Speaking during the Turkish-British Tatlidil Forum in southern Antalya province, Erdogan said Turkey would likely review its ties with the bloc after its April 16 referendum on sweeping constitutional changes.
"You [Britain] have made a decision with Brexit, there may be different things after April 16."
"We have a referendum on April 16. After it, we may hold a Brexit-like referendum on the [EU] negotiations. No matter what our nation decides, we will obey it," Erdogan said.
In June 2016, more than half of British voters voted in favor of ending the U.K.’s 46-year long membership.
Turkey applied for membership of the EU in 1987; accession talks began in 2005.
However, negotiations hit a stalemate in 2007 because of Turkey’s position on the Cyprus issue. Also, the German and French governments opposed the country’s full EU membership.
Criticism of EU states
Erdogan also said the European Union had turned into a playground of fascist political parties, criticizing the Swiss government over terrorist organization PKK sympathizers' rally targeting the Turkish president in Bern.
"Here is the Swiss Parliament, extreme terrorist organizations put my photo there - pay attention, it is the parliament - with a gun on my head."
"There is no such an understanding. How does something like that happen? It is Switzerland. There are many like it," Erdogan said.
On Saturday, supporters of the terrorist PKK, DHKP-C, YPG took part in a rally in front of the Federal Parliament building, located in Parliament Square in Bern, targeting Turkey and President Erdogan.

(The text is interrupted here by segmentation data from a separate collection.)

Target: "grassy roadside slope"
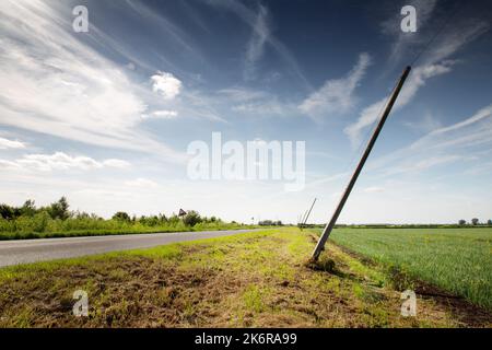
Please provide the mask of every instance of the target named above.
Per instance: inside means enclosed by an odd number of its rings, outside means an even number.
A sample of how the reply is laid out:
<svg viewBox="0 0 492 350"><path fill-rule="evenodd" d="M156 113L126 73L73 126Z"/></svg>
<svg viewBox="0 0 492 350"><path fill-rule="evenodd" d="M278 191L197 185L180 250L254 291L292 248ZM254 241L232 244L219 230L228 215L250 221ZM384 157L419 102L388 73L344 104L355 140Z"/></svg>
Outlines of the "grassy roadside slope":
<svg viewBox="0 0 492 350"><path fill-rule="evenodd" d="M418 316L402 317L384 268L335 245L316 269L307 267L314 244L306 231L279 229L0 269L0 326L492 325L489 313L441 298L419 298ZM80 289L89 293L89 317L72 315Z"/></svg>
<svg viewBox="0 0 492 350"><path fill-rule="evenodd" d="M148 234L148 233L167 233L167 232L200 232L200 231L227 231L227 230L249 230L258 229L257 225L243 225L234 223L220 224L198 224L195 226L160 225L160 226L122 226L117 229L77 229L69 231L48 231L48 232L0 232L0 241L13 240L37 240L37 238L61 238L61 237L84 237L84 236L107 236L122 234Z"/></svg>
<svg viewBox="0 0 492 350"><path fill-rule="evenodd" d="M492 229L337 229L331 238L492 310Z"/></svg>

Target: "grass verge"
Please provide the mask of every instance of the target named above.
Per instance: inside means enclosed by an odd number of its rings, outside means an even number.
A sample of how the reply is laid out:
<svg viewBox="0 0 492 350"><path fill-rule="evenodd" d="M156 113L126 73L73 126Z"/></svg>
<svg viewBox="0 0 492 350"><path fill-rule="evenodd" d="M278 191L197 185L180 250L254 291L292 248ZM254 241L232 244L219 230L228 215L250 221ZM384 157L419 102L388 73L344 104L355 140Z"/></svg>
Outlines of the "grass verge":
<svg viewBox="0 0 492 350"><path fill-rule="evenodd" d="M403 284L426 282L492 310L492 229L337 229L331 238Z"/></svg>

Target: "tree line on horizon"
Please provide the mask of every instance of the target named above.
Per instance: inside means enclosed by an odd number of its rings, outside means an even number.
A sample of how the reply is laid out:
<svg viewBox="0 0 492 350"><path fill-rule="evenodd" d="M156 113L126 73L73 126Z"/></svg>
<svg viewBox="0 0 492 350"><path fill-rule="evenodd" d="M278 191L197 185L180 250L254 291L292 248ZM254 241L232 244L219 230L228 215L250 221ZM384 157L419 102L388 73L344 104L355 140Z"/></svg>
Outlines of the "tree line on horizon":
<svg viewBox="0 0 492 350"><path fill-rule="evenodd" d="M233 229L242 225L235 221L224 222L216 217L203 217L195 210L189 210L181 217L176 213L169 217L164 213L137 217L118 211L110 219L104 219L95 213L71 211L66 197L45 207L36 207L31 199L20 207L0 205L0 233L166 232Z"/></svg>

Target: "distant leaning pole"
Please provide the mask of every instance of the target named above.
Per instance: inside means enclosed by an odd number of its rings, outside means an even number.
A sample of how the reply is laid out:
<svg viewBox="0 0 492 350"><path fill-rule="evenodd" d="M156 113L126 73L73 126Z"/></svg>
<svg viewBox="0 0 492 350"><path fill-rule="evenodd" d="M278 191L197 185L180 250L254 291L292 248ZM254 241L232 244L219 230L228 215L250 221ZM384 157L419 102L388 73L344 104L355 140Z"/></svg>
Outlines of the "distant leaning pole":
<svg viewBox="0 0 492 350"><path fill-rule="evenodd" d="M398 98L398 95L401 91L401 88L403 88L405 81L407 80L408 75L410 74L411 67L407 67L401 74L400 80L398 81L398 84L396 85L391 97L389 98L388 104L386 105L385 112L383 113L383 116L377 124L376 128L374 129L373 136L371 137L371 140L367 143L367 147L364 151L364 154L361 158L361 161L359 162L358 167L355 168L352 178L350 179L349 185L347 186L342 198L340 199L340 202L337 206L337 209L333 212L333 215L331 217L330 222L325 226L325 230L323 231L321 236L319 237L318 244L316 245L314 252L313 252L313 261L317 261L319 258L319 255L325 249L326 241L328 241L328 237L331 233L331 231L335 228L335 224L337 223L338 217L340 215L343 206L347 202L347 199L349 199L350 192L352 191L353 186L355 185L355 182L358 180L359 175L361 174L362 168L364 167L365 161L367 161L368 155L371 154L371 151L373 150L374 143L376 143L377 137L379 136L380 130L383 129L383 126L386 122L386 119L389 116L389 113L391 112L393 106L395 105L395 102Z"/></svg>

The Swiss police did not intervene against the banner, which had a photo of Erdogan, a gun pointed to his head and said "Kill Erdogan" on it.
The Swiss Green Party also supported the rally, which was attended by approximately 250 PKK supporters who shouted slogans against Turkey and Erdogan.
Erdogan said the European politicians should leave their "bad manners" towards Turkey as soon as possible.
"It must be known that there is a limit to [Turkey's] patience with the attitude that European countries show us," Erdogan added.
His comments come amid acrimonious relations between Turkey and Europe, particularly Germany and the Netherlands.
Ankara has heavily criticized European states after the authorities in Germany, Austria and the Netherlands banned some campaign rallies ahead of Turkey’s April 16 referendum on sweeping constitutional changes.
President Erdogan compared the bans with Nazi-era practices and also accused European governments of taking sides in Turkey’s referendum by favoring the No campaign.
The constitutional changes have been discussed since Erdogan was voted president in August 2014. The 18-article bill was passed by parliament in January, with 339 votes in favor -- nine more than needed to put the proposal to a referendum.
The reforms would hand wide-ranging executive powers to the president and the post of prime minister would be abolished. The president would also be allowed to retain ties to a political party.
Other changes would see the minimum age for parliamentary candidates reduced to 18 and the number of deputies rise to 600. Simultaneous parliamentary and presidential elections for a five-year term would be held in November 2019 under the new constitution.